Loesje (/'luːʃə/ LOO-shə, /nl/) is an international free speech organisation started in Arnhem (Netherlands) in 1983 and went international in 1989. Its charter is to spread creativity, positive criticism, ideas, philosophical ponderings and thoughts on current events by way of short slogans on posters. The posters are signed by Loesje, which is a Dutch female name, representing "a world wide collective of people who want to make the world a more positive creative place".

It is not clear how many active writers there are and also the number of people who decide to spread the posters that can be downloaded from the poster archive. The organisation cannot keep track of who spreads posters and where, partly because it is impossible to see how often a poster is downloaded (or printed at home) from the website, and partly because Loesje is not responsible for any misdeeds of individuals who paste posters on places where it is illegal.

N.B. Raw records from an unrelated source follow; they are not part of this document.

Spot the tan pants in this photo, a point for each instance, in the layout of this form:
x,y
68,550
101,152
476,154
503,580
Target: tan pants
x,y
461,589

Between 2005 and 2013, Loesje's international headquarters were located in Berlin, but since then Loesje International has moved back to Arnhem.

==Controversy==
While Loesje aims to write texts from a positive point of view, not all posters are always appreciated. In 2012, a local Loesje group in Amsterdam created a poster with the text "to honour Friso let's go binge-drinking on Queen's Day". Prince Friso was at that moment in coma in the hospital in London. The Dutch Loesje office distanced itself from this text, which was only published in Amsterdam.